When the original gaming software was banned, the industry switched to phone cards where players signed up to play the same games online.

When the loophole for sweepstakes gaming was plugged, the industry went to court and won a case claiming, among other things, the ban against gaming violated freedom of speech. The ruling cleared the way for the games to start anew until a court decision was rendered.

As the issue worked its way through the court system, most cities and towns across the state decided if the gaming was to occur, at least it could be taxed, and enacted ordinances to license the machines. Counties had no such authority, so gaming establishments opened outside incorporated town limits paid no fees.

Much to the surprise of those working to stop the gaming industry, an appellate court agreed with the free speech principle. It wasn’t until the N.C. Supreme Court overturned the decision that law enforcement officials moved to once again, ban the machines. That happened in Haywood in early 2013.

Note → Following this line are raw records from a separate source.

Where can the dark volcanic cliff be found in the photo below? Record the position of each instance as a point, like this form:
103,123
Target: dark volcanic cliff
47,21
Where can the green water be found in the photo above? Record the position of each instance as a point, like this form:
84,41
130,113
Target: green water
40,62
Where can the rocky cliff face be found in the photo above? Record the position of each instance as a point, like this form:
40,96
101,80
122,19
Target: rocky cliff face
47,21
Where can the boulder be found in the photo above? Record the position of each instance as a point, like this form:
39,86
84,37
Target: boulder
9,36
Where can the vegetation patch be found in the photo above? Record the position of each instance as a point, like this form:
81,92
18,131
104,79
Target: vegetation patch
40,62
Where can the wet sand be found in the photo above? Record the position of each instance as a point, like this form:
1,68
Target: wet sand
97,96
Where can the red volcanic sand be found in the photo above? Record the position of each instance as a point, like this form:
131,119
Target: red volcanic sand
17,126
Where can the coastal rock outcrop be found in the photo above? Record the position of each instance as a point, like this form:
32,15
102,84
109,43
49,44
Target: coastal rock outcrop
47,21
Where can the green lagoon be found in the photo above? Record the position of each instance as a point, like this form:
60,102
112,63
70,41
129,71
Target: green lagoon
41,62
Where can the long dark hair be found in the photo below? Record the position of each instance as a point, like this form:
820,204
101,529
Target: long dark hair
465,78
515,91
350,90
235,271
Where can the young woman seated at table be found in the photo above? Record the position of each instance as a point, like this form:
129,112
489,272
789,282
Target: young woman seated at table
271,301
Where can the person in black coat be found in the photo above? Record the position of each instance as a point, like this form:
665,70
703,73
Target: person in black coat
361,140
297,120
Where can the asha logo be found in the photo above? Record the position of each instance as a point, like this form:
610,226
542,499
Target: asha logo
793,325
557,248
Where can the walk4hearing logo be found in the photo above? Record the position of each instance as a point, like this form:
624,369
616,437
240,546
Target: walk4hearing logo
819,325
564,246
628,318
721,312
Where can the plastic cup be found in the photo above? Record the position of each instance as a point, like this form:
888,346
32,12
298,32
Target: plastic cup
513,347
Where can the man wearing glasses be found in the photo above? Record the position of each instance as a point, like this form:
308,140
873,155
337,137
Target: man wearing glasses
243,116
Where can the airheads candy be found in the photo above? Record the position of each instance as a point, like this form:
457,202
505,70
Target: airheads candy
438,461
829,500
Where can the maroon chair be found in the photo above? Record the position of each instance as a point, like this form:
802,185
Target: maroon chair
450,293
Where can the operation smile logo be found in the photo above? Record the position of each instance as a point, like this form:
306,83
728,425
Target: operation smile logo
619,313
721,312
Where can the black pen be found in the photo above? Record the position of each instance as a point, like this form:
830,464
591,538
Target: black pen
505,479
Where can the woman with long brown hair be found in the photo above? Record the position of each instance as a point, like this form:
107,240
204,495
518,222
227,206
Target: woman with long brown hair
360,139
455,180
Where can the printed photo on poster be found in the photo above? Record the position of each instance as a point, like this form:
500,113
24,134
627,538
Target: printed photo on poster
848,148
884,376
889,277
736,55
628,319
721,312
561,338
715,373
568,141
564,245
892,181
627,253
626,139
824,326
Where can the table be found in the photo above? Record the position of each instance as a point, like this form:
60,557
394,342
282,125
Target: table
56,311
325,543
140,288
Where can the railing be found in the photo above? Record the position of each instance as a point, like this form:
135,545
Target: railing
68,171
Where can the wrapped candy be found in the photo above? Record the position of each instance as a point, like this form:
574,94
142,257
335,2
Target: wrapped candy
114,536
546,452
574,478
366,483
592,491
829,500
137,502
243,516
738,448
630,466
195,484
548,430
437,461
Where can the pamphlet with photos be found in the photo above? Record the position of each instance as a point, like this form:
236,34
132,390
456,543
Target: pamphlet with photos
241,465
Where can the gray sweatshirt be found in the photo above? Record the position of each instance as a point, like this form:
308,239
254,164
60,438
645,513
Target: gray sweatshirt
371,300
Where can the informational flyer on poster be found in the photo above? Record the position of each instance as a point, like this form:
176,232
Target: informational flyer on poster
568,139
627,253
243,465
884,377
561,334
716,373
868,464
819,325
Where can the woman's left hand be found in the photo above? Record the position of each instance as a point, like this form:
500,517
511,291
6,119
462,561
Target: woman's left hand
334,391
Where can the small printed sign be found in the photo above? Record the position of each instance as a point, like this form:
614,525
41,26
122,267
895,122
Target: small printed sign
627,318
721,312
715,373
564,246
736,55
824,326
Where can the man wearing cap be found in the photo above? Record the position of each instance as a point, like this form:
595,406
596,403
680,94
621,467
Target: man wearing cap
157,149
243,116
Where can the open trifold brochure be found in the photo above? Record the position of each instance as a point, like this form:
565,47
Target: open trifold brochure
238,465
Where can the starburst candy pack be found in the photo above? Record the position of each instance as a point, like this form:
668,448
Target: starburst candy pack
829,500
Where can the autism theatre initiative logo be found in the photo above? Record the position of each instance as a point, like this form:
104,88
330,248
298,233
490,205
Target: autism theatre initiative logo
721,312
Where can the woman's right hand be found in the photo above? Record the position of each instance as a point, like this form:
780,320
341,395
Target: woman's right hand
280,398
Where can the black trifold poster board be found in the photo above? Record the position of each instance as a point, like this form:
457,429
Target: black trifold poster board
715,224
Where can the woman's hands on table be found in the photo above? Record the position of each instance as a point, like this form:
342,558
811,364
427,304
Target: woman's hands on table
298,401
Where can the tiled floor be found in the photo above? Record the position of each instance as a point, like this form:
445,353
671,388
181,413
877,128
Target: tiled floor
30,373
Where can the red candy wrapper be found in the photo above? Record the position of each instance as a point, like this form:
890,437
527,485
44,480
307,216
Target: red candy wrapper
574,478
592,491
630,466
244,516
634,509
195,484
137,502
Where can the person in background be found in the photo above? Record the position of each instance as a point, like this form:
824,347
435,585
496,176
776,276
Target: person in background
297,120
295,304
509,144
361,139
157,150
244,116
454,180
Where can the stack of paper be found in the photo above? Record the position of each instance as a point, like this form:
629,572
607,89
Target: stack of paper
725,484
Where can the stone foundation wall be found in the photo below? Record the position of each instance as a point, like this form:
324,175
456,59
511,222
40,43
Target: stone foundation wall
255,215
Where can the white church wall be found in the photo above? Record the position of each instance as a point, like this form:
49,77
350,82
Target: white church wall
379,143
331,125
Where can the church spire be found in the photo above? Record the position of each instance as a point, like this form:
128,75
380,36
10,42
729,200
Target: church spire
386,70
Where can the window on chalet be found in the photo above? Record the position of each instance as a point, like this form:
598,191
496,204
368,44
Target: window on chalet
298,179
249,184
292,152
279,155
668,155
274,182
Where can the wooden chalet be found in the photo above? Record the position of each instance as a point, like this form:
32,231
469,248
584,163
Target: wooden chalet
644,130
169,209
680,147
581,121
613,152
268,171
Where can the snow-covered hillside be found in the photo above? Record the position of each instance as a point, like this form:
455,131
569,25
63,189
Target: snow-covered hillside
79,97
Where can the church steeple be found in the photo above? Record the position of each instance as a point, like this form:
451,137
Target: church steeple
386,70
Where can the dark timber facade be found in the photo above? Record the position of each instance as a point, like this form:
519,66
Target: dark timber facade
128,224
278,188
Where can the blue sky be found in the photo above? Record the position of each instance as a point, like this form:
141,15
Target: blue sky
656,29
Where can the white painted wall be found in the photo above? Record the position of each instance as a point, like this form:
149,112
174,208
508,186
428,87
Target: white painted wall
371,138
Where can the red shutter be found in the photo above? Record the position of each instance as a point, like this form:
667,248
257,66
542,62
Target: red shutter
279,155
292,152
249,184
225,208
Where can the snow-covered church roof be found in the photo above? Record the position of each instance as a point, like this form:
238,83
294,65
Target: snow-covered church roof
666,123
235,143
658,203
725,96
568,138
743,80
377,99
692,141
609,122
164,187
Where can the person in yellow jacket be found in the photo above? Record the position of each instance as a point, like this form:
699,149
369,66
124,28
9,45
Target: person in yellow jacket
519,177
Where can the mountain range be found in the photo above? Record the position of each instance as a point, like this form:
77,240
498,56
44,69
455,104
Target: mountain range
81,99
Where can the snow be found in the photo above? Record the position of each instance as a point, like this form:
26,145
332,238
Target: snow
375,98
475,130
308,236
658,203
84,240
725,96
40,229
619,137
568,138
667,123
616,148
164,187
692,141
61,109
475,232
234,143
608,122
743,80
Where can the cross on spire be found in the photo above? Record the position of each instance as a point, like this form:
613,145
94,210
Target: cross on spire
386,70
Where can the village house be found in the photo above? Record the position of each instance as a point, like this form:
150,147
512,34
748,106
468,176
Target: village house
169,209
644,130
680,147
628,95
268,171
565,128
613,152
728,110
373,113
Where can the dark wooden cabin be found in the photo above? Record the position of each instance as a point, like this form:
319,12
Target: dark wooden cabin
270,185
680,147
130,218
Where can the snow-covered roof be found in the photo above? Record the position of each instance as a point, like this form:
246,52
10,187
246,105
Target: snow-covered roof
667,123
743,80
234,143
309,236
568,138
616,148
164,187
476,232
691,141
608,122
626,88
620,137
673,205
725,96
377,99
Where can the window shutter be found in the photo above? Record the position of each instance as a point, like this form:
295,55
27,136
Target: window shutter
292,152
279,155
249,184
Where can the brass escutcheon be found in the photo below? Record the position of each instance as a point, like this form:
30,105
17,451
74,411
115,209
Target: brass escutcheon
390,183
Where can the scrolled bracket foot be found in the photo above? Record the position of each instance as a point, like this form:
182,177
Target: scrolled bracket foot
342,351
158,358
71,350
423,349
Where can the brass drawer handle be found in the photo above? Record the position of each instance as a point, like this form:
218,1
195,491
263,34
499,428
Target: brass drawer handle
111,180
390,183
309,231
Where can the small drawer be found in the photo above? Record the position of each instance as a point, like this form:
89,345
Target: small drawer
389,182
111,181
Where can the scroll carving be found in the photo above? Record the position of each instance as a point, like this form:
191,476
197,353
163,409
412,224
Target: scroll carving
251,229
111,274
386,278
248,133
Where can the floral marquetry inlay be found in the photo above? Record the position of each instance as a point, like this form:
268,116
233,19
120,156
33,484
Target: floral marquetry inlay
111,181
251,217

Then late last week, a judge down east signed a restraining order preventing law officers from enforcing the ban, a reaction to industry claims that new software meets the letter of the law. This prompted a number of gaming establishments to reopen, including several in Haywood County. The issue was resolved in four days when a judge ruled that law enforcement could act to close down the gaming operations.

There’s no indication the gaming industry is giving up. There’s big money to be made in offering the games at all levels, except perhaps for the players.

As the struggle continues, it will be interesting to see if the political powerhouses in the state can trump the money powerhouses.